The four-track EP will be out on Sept. 15 through Text Me Records. The first single, “Paloma No Vuelve Amar,” is out now with La Doña drawing from the cultural images of a dove, which holds several meanings in Latin culture. “Loser Girl” was originally conceived as a hip-hop diss track, but appears on the EP like a souldies recording. It wouldn’t be La Doña without a hyphy nod, so she taps rapper Tia Nomore – another emerging Bay Area creative powerhouse, who stars in the upcoming A24 film Earth Mama – for the final track, “Show Me How You Livin.” There, La Doña shows how her sound moves listeners through various multicultural party rooms, playing different styles in one succinct package. The project coincides with a live sessions follow-up, featuring tracks from the EP that she directed with a 13-piece band.

But despite everything happening in her career, La Doña is committed to only rising up in the music game if she can hold it down for her people  — whether it’s handling Oakland’s Town Business or fighting to keep the radical spirit of San Francisco’s streets alive.

“If you’re attracted to my project because of the versatility and because of the authenticity, then maybe you should observe and respect the community that I come from,” La Doña says. “But that’s not popular when you say that to label executives.”

With accolades adding up, La Doña is starting to see a clearer picture. When notable brands reposted or engaged with her, management and labels took note, but when she shared what was important to her, like her work teaching elementary and middle school kids music, those industry types met her with silence. She’s especially committed to her work as an artist-educator-activist: She’s one of the ’23-’24 California Creative Corps fellows. This secures her ability to be an independent artist next year.
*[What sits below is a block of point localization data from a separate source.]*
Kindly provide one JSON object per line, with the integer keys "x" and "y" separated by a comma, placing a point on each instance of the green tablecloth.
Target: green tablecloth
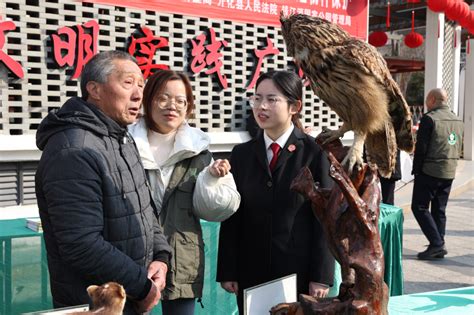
{"x": 23, "y": 269}
{"x": 391, "y": 235}
{"x": 215, "y": 299}
{"x": 447, "y": 302}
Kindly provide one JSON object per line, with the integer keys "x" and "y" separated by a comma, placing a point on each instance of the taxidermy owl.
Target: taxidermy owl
{"x": 353, "y": 79}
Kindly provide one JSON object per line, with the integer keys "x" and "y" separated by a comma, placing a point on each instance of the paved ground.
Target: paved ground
{"x": 457, "y": 268}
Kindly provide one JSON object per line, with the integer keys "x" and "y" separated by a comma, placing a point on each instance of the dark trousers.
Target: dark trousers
{"x": 178, "y": 307}
{"x": 435, "y": 191}
{"x": 388, "y": 190}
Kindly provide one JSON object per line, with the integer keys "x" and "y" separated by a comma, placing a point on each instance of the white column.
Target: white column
{"x": 469, "y": 105}
{"x": 457, "y": 66}
{"x": 434, "y": 50}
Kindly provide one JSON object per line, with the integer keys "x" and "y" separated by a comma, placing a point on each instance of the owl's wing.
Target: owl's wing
{"x": 360, "y": 56}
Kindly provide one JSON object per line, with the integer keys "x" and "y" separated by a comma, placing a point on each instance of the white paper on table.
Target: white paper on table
{"x": 261, "y": 298}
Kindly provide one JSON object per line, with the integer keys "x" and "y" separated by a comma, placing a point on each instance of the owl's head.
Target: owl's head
{"x": 110, "y": 295}
{"x": 303, "y": 33}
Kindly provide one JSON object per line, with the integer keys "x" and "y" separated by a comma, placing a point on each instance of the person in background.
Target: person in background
{"x": 98, "y": 220}
{"x": 274, "y": 233}
{"x": 187, "y": 184}
{"x": 438, "y": 147}
{"x": 388, "y": 184}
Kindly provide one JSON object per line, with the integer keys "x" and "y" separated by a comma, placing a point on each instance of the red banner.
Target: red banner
{"x": 352, "y": 15}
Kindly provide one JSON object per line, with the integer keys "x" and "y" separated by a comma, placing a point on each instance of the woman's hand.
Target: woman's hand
{"x": 219, "y": 168}
{"x": 230, "y": 286}
{"x": 318, "y": 290}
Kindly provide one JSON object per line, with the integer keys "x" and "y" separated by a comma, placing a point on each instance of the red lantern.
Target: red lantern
{"x": 413, "y": 40}
{"x": 467, "y": 21}
{"x": 458, "y": 11}
{"x": 439, "y": 5}
{"x": 378, "y": 39}
{"x": 354, "y": 7}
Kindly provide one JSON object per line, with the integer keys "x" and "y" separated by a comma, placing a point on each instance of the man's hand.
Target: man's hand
{"x": 230, "y": 286}
{"x": 150, "y": 301}
{"x": 318, "y": 290}
{"x": 157, "y": 273}
{"x": 219, "y": 168}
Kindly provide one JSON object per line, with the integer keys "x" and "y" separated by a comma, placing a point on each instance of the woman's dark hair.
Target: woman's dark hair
{"x": 290, "y": 85}
{"x": 155, "y": 86}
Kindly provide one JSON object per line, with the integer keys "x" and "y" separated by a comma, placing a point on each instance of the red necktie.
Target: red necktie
{"x": 275, "y": 149}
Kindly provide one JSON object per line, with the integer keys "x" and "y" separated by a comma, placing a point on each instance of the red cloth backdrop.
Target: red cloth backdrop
{"x": 353, "y": 18}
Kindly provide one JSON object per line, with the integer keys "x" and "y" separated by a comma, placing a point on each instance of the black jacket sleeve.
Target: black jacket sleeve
{"x": 423, "y": 139}
{"x": 227, "y": 260}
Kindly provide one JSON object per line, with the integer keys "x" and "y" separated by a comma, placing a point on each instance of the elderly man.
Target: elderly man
{"x": 438, "y": 147}
{"x": 94, "y": 202}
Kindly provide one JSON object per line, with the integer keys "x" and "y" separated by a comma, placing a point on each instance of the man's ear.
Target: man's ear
{"x": 93, "y": 88}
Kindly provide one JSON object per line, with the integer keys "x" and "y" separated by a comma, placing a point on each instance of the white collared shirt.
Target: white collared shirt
{"x": 281, "y": 141}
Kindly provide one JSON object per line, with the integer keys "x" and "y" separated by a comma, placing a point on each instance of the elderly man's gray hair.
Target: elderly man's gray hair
{"x": 100, "y": 67}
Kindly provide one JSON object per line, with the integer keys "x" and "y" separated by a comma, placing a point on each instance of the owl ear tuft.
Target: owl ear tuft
{"x": 283, "y": 19}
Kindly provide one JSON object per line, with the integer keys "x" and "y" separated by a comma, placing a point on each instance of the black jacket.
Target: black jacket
{"x": 274, "y": 233}
{"x": 98, "y": 220}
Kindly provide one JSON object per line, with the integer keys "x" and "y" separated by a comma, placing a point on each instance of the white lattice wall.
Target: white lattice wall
{"x": 25, "y": 102}
{"x": 448, "y": 61}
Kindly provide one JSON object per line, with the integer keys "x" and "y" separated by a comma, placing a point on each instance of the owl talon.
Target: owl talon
{"x": 330, "y": 136}
{"x": 351, "y": 161}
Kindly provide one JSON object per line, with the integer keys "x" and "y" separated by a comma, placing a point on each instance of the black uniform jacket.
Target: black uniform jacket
{"x": 274, "y": 233}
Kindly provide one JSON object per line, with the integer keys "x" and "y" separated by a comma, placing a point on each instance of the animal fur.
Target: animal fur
{"x": 107, "y": 299}
{"x": 352, "y": 78}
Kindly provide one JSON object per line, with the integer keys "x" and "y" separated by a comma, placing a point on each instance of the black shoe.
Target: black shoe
{"x": 433, "y": 252}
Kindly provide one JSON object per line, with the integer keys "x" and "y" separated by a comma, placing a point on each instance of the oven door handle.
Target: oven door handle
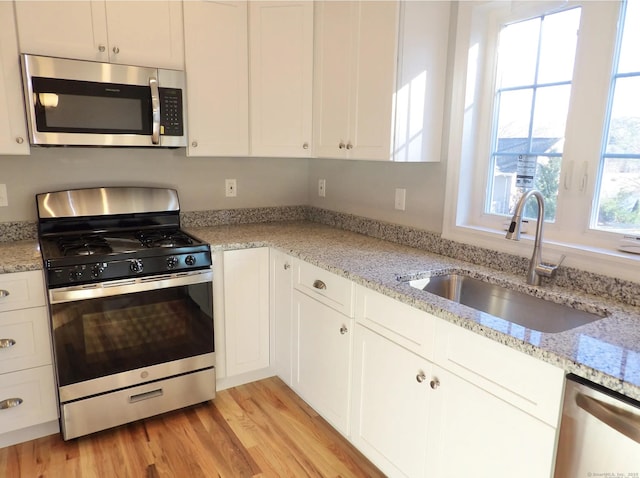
{"x": 128, "y": 286}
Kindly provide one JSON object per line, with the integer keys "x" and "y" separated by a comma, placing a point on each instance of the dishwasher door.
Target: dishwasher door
{"x": 599, "y": 433}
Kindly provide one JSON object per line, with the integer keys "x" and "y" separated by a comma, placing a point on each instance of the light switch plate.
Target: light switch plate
{"x": 4, "y": 200}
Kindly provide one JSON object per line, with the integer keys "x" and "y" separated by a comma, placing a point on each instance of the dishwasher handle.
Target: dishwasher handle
{"x": 623, "y": 421}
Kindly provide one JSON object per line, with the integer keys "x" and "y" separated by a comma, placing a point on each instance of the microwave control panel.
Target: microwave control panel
{"x": 171, "y": 112}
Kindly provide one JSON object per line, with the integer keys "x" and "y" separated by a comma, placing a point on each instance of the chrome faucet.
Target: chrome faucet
{"x": 536, "y": 267}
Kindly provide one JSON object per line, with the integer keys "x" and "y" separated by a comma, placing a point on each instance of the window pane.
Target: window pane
{"x": 517, "y": 53}
{"x": 629, "y": 58}
{"x": 550, "y": 118}
{"x": 558, "y": 46}
{"x": 514, "y": 118}
{"x": 619, "y": 204}
{"x": 624, "y": 129}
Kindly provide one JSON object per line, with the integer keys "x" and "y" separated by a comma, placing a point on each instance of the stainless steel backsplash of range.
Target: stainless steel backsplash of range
{"x": 131, "y": 305}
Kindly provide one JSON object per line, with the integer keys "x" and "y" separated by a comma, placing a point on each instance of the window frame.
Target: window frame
{"x": 473, "y": 80}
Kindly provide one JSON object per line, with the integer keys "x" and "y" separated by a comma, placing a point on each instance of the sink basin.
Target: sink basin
{"x": 522, "y": 309}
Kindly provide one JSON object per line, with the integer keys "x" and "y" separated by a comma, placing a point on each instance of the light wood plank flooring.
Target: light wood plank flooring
{"x": 261, "y": 429}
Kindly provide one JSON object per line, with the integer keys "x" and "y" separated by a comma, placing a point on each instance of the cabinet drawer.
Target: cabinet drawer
{"x": 521, "y": 380}
{"x": 405, "y": 325}
{"x": 20, "y": 290}
{"x": 24, "y": 339}
{"x": 35, "y": 388}
{"x": 326, "y": 287}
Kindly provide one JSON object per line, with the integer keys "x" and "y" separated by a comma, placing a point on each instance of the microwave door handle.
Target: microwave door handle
{"x": 622, "y": 421}
{"x": 155, "y": 110}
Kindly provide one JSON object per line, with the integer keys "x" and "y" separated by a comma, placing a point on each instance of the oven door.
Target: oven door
{"x": 117, "y": 334}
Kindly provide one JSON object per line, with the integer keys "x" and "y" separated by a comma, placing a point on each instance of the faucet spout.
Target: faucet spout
{"x": 536, "y": 267}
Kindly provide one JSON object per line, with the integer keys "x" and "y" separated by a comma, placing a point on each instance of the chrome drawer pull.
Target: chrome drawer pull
{"x": 318, "y": 284}
{"x": 10, "y": 403}
{"x": 146, "y": 395}
{"x": 6, "y": 343}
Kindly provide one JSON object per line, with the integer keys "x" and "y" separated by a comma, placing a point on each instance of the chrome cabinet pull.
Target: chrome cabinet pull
{"x": 10, "y": 403}
{"x": 155, "y": 110}
{"x": 620, "y": 420}
{"x": 318, "y": 284}
{"x": 6, "y": 343}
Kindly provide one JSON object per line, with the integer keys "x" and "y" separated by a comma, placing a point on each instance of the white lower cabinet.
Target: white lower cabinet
{"x": 391, "y": 403}
{"x": 477, "y": 408}
{"x": 477, "y": 434}
{"x": 322, "y": 358}
{"x": 246, "y": 310}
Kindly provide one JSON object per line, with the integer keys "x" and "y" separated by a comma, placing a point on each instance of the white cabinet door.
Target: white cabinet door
{"x": 483, "y": 436}
{"x": 281, "y": 317}
{"x": 13, "y": 129}
{"x": 421, "y": 81}
{"x": 322, "y": 359}
{"x": 391, "y": 400}
{"x": 67, "y": 29}
{"x": 246, "y": 310}
{"x": 146, "y": 33}
{"x": 143, "y": 33}
{"x": 281, "y": 66}
{"x": 216, "y": 57}
{"x": 355, "y": 65}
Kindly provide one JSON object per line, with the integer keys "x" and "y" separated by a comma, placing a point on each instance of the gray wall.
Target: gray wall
{"x": 364, "y": 188}
{"x": 199, "y": 181}
{"x": 367, "y": 188}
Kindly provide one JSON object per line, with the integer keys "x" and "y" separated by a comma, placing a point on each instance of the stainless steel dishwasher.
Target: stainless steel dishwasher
{"x": 599, "y": 433}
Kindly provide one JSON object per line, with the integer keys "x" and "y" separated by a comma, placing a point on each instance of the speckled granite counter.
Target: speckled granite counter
{"x": 606, "y": 351}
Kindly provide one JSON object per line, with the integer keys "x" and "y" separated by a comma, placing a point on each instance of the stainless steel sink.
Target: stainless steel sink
{"x": 528, "y": 311}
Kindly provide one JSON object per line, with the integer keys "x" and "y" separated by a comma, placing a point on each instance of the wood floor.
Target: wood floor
{"x": 261, "y": 429}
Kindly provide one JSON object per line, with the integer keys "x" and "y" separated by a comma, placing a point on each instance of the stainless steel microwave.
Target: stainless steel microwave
{"x": 85, "y": 103}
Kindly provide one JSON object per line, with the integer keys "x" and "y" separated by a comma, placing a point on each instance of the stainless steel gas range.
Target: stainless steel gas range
{"x": 131, "y": 303}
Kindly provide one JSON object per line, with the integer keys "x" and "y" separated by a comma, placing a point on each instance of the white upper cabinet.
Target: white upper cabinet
{"x": 216, "y": 57}
{"x": 13, "y": 125}
{"x": 354, "y": 68}
{"x": 143, "y": 33}
{"x": 281, "y": 66}
{"x": 421, "y": 81}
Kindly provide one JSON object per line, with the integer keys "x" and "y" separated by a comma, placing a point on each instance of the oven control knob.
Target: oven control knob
{"x": 96, "y": 271}
{"x": 136, "y": 266}
{"x": 75, "y": 275}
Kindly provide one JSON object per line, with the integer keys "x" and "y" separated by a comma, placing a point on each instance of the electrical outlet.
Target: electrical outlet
{"x": 230, "y": 188}
{"x": 401, "y": 195}
{"x": 322, "y": 188}
{"x": 4, "y": 200}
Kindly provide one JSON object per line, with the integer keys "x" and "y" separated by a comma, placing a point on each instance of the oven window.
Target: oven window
{"x": 99, "y": 337}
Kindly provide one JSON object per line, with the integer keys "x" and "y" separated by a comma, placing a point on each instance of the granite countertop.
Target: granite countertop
{"x": 606, "y": 351}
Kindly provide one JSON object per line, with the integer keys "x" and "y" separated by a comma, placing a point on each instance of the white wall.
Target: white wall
{"x": 367, "y": 188}
{"x": 199, "y": 181}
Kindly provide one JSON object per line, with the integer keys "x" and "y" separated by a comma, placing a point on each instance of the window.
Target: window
{"x": 546, "y": 95}
{"x": 535, "y": 69}
{"x": 617, "y": 208}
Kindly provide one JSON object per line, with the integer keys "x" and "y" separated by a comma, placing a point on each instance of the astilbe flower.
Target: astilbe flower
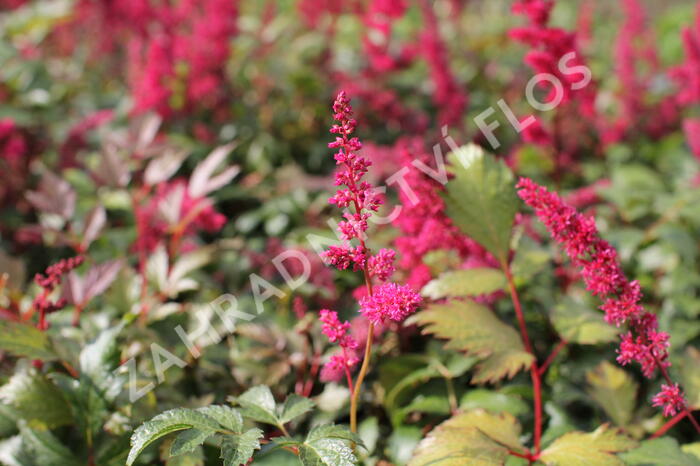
{"x": 48, "y": 281}
{"x": 549, "y": 45}
{"x": 359, "y": 199}
{"x": 603, "y": 276}
{"x": 337, "y": 332}
{"x": 671, "y": 398}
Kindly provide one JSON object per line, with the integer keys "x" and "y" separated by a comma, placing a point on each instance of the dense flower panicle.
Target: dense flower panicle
{"x": 670, "y": 398}
{"x": 337, "y": 332}
{"x": 601, "y": 271}
{"x": 48, "y": 281}
{"x": 381, "y": 265}
{"x": 357, "y": 196}
{"x": 390, "y": 302}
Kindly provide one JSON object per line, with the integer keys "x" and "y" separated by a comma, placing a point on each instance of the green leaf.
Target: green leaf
{"x": 475, "y": 329}
{"x": 614, "y": 391}
{"x": 164, "y": 424}
{"x": 14, "y": 453}
{"x": 258, "y": 404}
{"x": 36, "y": 400}
{"x": 481, "y": 199}
{"x": 474, "y": 438}
{"x": 328, "y": 445}
{"x": 494, "y": 402}
{"x": 659, "y": 451}
{"x": 294, "y": 406}
{"x": 238, "y": 449}
{"x": 469, "y": 282}
{"x": 187, "y": 441}
{"x": 228, "y": 417}
{"x": 579, "y": 324}
{"x": 583, "y": 449}
{"x": 45, "y": 449}
{"x": 690, "y": 375}
{"x": 25, "y": 340}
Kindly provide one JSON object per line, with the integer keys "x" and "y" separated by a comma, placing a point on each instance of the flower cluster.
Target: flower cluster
{"x": 358, "y": 197}
{"x": 671, "y": 398}
{"x": 48, "y": 281}
{"x": 356, "y": 192}
{"x": 449, "y": 97}
{"x": 604, "y": 278}
{"x": 390, "y": 301}
{"x": 337, "y": 332}
{"x": 549, "y": 45}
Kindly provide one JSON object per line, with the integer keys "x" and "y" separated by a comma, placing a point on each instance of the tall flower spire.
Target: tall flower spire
{"x": 603, "y": 276}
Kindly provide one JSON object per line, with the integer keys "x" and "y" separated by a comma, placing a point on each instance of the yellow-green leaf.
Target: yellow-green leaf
{"x": 584, "y": 449}
{"x": 469, "y": 282}
{"x": 481, "y": 200}
{"x": 474, "y": 438}
{"x": 475, "y": 329}
{"x": 614, "y": 391}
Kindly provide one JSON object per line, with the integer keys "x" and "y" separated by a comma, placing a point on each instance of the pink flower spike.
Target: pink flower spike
{"x": 390, "y": 301}
{"x": 670, "y": 398}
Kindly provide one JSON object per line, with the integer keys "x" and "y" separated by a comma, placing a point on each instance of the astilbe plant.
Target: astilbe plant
{"x": 387, "y": 301}
{"x": 601, "y": 272}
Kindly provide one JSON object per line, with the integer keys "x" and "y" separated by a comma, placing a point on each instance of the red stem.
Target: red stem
{"x": 667, "y": 377}
{"x": 534, "y": 370}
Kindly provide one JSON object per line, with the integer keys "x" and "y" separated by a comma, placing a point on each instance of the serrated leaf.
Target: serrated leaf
{"x": 469, "y": 282}
{"x": 294, "y": 406}
{"x": 481, "y": 199}
{"x": 14, "y": 453}
{"x": 24, "y": 340}
{"x": 614, "y": 391}
{"x": 189, "y": 440}
{"x": 659, "y": 451}
{"x": 583, "y": 449}
{"x": 475, "y": 329}
{"x": 237, "y": 450}
{"x": 328, "y": 445}
{"x": 579, "y": 324}
{"x": 164, "y": 424}
{"x": 259, "y": 405}
{"x": 45, "y": 449}
{"x": 228, "y": 417}
{"x": 36, "y": 400}
{"x": 466, "y": 439}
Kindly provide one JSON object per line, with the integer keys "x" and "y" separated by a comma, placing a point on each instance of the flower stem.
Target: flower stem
{"x": 534, "y": 369}
{"x": 361, "y": 378}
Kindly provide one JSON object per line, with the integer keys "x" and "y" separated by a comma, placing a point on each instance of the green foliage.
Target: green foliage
{"x": 658, "y": 451}
{"x": 325, "y": 445}
{"x": 36, "y": 400}
{"x": 24, "y": 340}
{"x": 481, "y": 199}
{"x": 583, "y": 449}
{"x": 474, "y": 328}
{"x": 475, "y": 437}
{"x": 613, "y": 390}
{"x": 469, "y": 282}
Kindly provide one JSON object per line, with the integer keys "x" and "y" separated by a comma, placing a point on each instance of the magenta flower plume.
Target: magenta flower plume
{"x": 670, "y": 398}
{"x": 601, "y": 272}
{"x": 390, "y": 301}
{"x": 337, "y": 332}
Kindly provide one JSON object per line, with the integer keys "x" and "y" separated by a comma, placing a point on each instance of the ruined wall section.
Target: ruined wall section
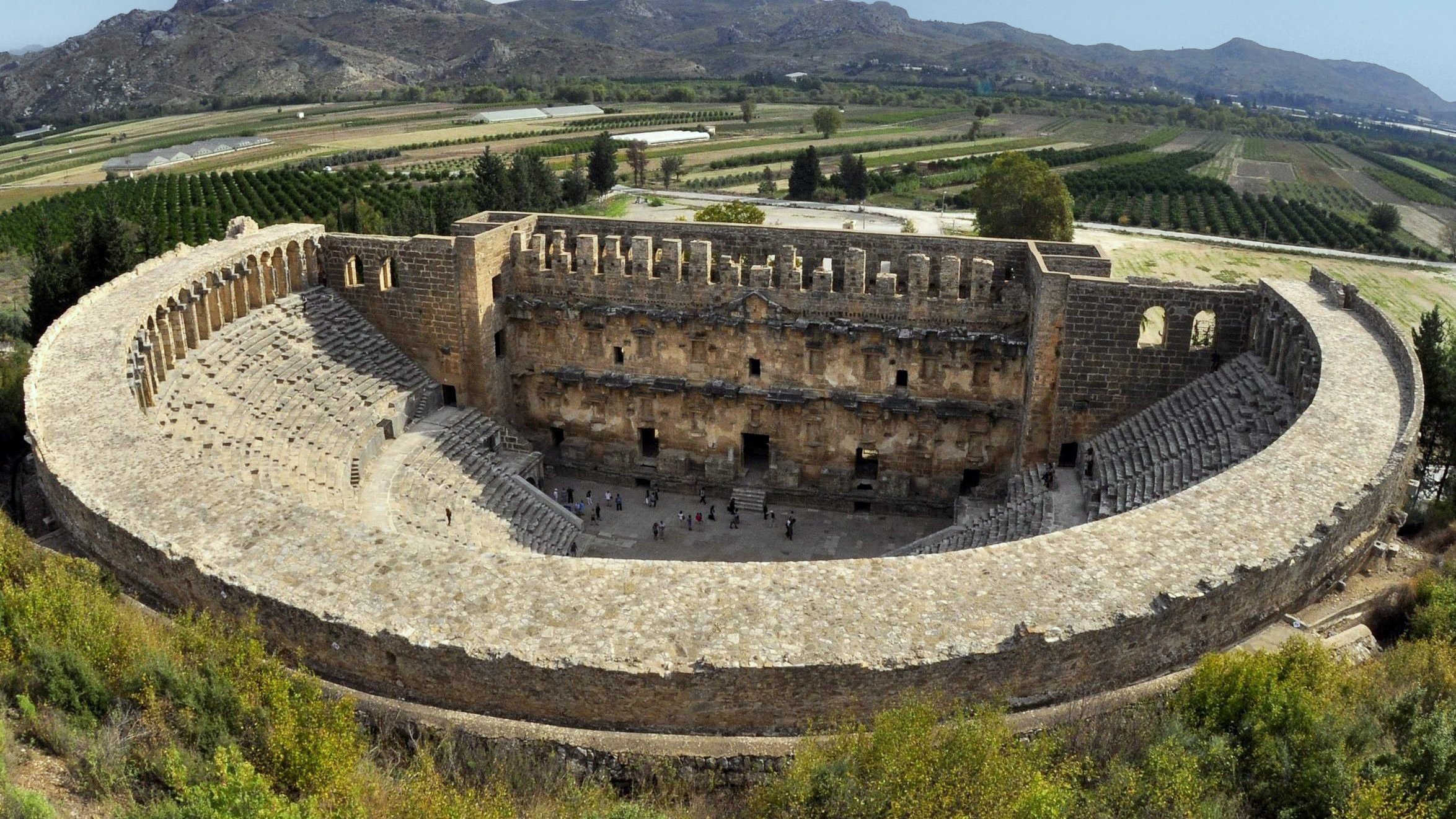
{"x": 932, "y": 281}
{"x": 1106, "y": 375}
{"x": 410, "y": 289}
{"x": 822, "y": 394}
{"x": 793, "y": 643}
Plus, teaching humbles and grounds her.

“I couldn’t leave them. I have to do this work,” she says of her students. “[They] don’t give a fuck how many YouTube views I have, that I am playing Outside Lands.”

Just after this interview ended, former President Barack Obama included La Doña’s single from last year, “Penas con Pan” on his 2023 summer playlist. It almost seemed like a bizarre coincidence, especially after La Doña talked about her own disinterest in the double-edged sword that comes with public clout.

Reached for comment on the phone later, La Doña was taken aback. “I was confused and surprised. I was in this really heavy meeting about trauma-informed practices, and my homie was like, ‘LOL Obama listens to La Doña,’” she says, wondering how Obama heard the track. (Maybe it was the visuals where she experiments with mushrooms.) ”I’m not super into the nation-state and how it’s organized,” she shares plainly.

She’s not focused on what public figures are listening to her music. Instead, she wants people to connect with her message and take away one thing: “Wherever you’re at, take on the responsibility of always listening to yourself first and being exactly who you are no matter who is observing you or looking at you or asking for something else.”